Back on track here: Mullets. If you did not have time to catch Part One, which should stir up a giggle or two in your gut, allow for me to apprise you. It was entitled, “Why Does the Mullet Still Exist?” You can also find it by Clicking Here. In that article I talked about the top eight reasons why there are still mullets, and why people think this hair style makes them look ‘cool.’ Citing from that article ever so briefly so we can get on to business here, the top eight reasons stated were as follows.
- NASCAR: This one REALLY is self explanatory!
- Backwoods, Bible-Belt states, where they think this hair style is commendable.

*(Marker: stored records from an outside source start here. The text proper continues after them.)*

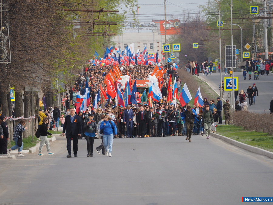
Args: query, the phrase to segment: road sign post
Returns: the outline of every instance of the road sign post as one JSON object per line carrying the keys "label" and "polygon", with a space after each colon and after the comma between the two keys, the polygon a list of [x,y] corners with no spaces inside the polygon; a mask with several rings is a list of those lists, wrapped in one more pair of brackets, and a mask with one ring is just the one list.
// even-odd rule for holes
{"label": "road sign post", "polygon": [[[238,91],[238,77],[234,77],[234,90]],[[232,91],[232,77],[224,77],[224,90]]]}
{"label": "road sign post", "polygon": [[166,44],[163,45],[163,52],[164,53],[170,52],[170,45],[169,44]]}

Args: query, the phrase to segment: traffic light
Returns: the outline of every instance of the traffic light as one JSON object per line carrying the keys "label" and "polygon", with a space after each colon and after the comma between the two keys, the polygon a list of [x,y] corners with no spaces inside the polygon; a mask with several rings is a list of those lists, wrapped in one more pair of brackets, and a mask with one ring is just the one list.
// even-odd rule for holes
{"label": "traffic light", "polygon": [[252,50],[251,53],[254,53],[255,52],[255,44],[254,42],[251,43],[251,50]]}

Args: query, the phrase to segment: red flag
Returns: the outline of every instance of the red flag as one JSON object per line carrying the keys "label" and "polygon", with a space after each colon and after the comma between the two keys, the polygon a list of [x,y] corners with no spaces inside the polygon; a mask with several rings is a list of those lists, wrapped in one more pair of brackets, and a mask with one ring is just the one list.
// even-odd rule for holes
{"label": "red flag", "polygon": [[112,81],[110,78],[111,77],[109,76],[107,76],[107,93],[108,94],[111,96],[112,98],[115,98],[116,95],[116,91],[115,89],[114,85],[112,83]]}
{"label": "red flag", "polygon": [[170,74],[170,80],[168,84],[168,90],[167,92],[167,102],[173,99],[173,86],[172,85],[172,75]]}

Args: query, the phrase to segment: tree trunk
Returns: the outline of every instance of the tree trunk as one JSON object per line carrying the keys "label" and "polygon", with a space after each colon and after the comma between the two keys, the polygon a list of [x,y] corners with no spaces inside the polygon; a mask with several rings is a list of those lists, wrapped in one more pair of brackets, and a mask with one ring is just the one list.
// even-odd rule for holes
{"label": "tree trunk", "polygon": [[[23,94],[21,87],[15,87],[15,118],[19,118],[24,116],[24,105],[23,103]],[[19,123],[21,119],[16,120],[14,122],[14,126],[16,127]],[[28,122],[26,122],[27,126]]]}
{"label": "tree trunk", "polygon": [[[9,92],[7,94],[7,100],[8,102],[8,116],[12,116],[12,107],[11,101],[10,100],[10,94]],[[11,103],[8,103],[8,102]],[[10,145],[11,140],[12,140],[12,136],[13,136],[13,125],[12,123],[12,121],[10,121],[8,120],[5,121],[6,123],[8,125],[8,135],[9,139],[8,141],[8,145]]]}
{"label": "tree trunk", "polygon": [[[24,92],[24,117],[29,118],[32,115],[32,92],[30,91],[25,91]],[[23,137],[26,138],[31,135],[32,132],[32,122],[31,120],[26,120],[26,126],[28,129],[26,129],[23,133]]]}

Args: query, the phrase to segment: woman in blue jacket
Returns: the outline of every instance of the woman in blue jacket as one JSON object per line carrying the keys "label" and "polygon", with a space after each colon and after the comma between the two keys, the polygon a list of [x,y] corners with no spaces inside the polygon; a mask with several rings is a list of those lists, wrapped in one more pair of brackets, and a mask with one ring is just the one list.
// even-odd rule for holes
{"label": "woman in blue jacket", "polygon": [[114,122],[111,120],[111,118],[108,114],[104,116],[103,121],[102,122],[99,127],[103,132],[103,145],[105,149],[105,155],[106,156],[112,156],[112,145],[114,135],[116,136],[116,127]]}

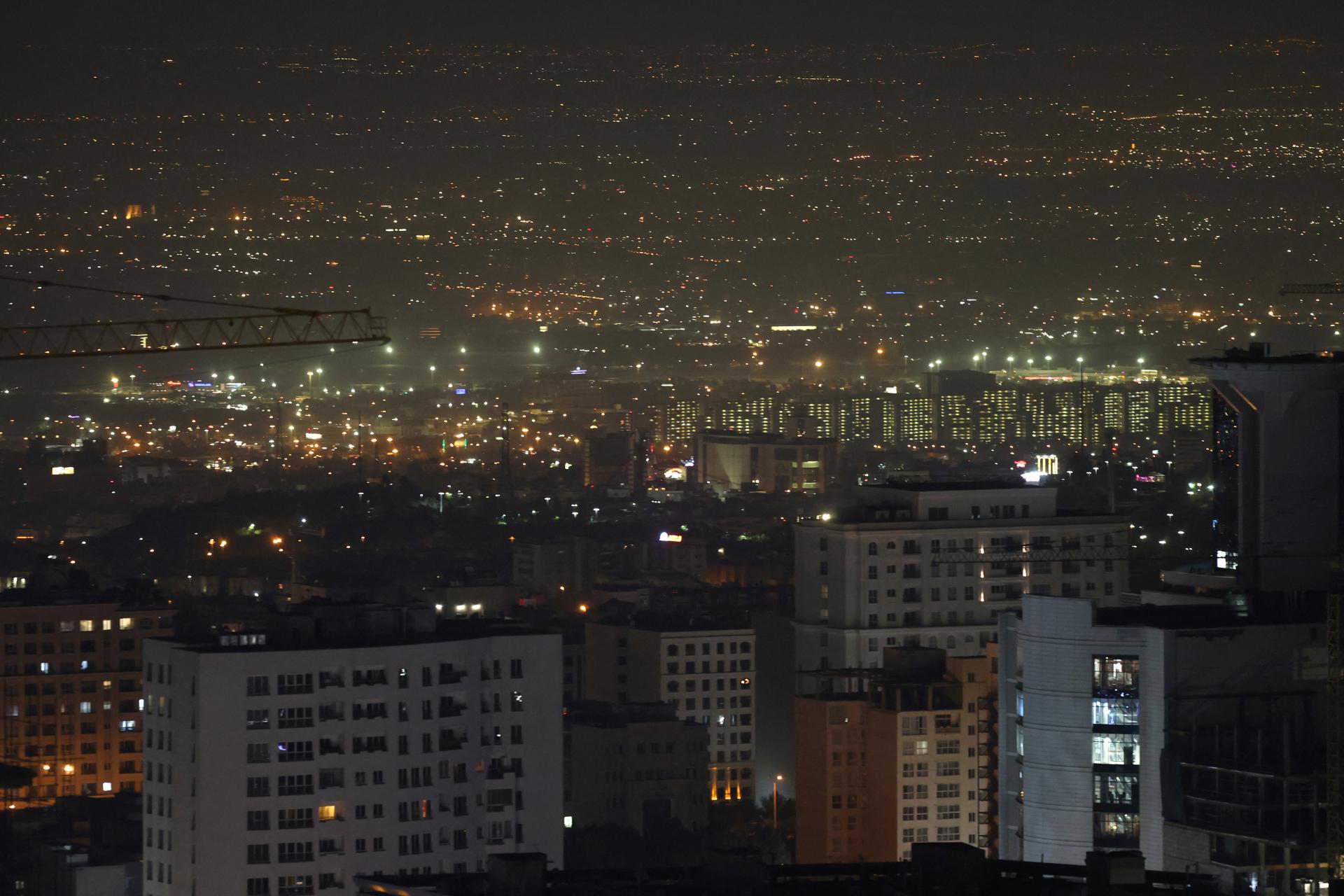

- Hicks, rednecks and those who just don’t know any better; fashion ignorance is bliss, somehow.
- 80s metal rock has-beens. You know those guys who still think that wearing white-washed jeans is ‘cool.’ Yeah, those people.
- ‘Hair Bands’ and those who still think that the styles are really awesome. Need I say more here?
- Townships with bad barbers. Believe it or not, there are some places where you may actually be told to sport a mullet. Alabama comes to mind here.
- ‘Joe Dirt’ the movie, which really made fun of mullets, but that somehow also made other people aid in supporting the fact that ‘their’ mullet was cool. Wakeup call: The name of the movie is ‘Joe Dirt.’ As in dirty!
- ‘The Dukes of Hazard.’ This is as self explanatory as the first reason is.
But, I was watching a TV commercial for Keystone Amber Light – the white trash equivalent to Pabst Blue Ribbon if you ask me – and their spokesperson is this mullet-flaunting fellow named Keith. How appropriate, right? So that made me ever so desire to write a follow-up to this original article. As it seems that even mainstream marketing media is now adapting their demographics to mullet-lovers with a shoddy lager that leaves a resounding taste of stinky foulness in your mouth. (Hint-hint!)
But I digest: Eight more reasons why the Mullet is still around!
- Beer commercials—like the aforementioned—that embellish this look and make it seem acceptable to have a mullet. It’s not. You look terrible. Cut your freaking hair!
- Monster truck rallies. I think that at these events you may even find more people wearing mullets than you would at a NASCAR event. No really, I do!
- Country music festivals. There is this old joke that goes like this: “What has ten teeth and ten thousand legs? The front row at a Garth Brooks concert.” Yeah, that and mullets, too.
- Ku Klux Klan memberships. It is just me, or do all racists KKK members enjoy belittling themselves with a mullet? Ignorance is indeed bliss. NOT!
- Truck stop, hit-on-the-haggard-waitresses, in-the-middle-of-BFE-places. If you have ever been on really long road trip and had to stop at a place like this, chances are there is a guy from the movie ‘Dumb & Dumber’ with a mullet named ‘Seabass’ that loves to drink boilermakers who will: “Kick your ass!”
- Militia groups. First off, these are already people who are mentally on the fritz and think the world will end soon. Does it come as any surprise that mullets are their favored hair style?
- Walmart. Need I say anything more here?
- And the cake topper: TV championship bass fishing shows. I don’t think I have ever seen so many darned mullets in my life! These good folks really should be fishing for a new hair style!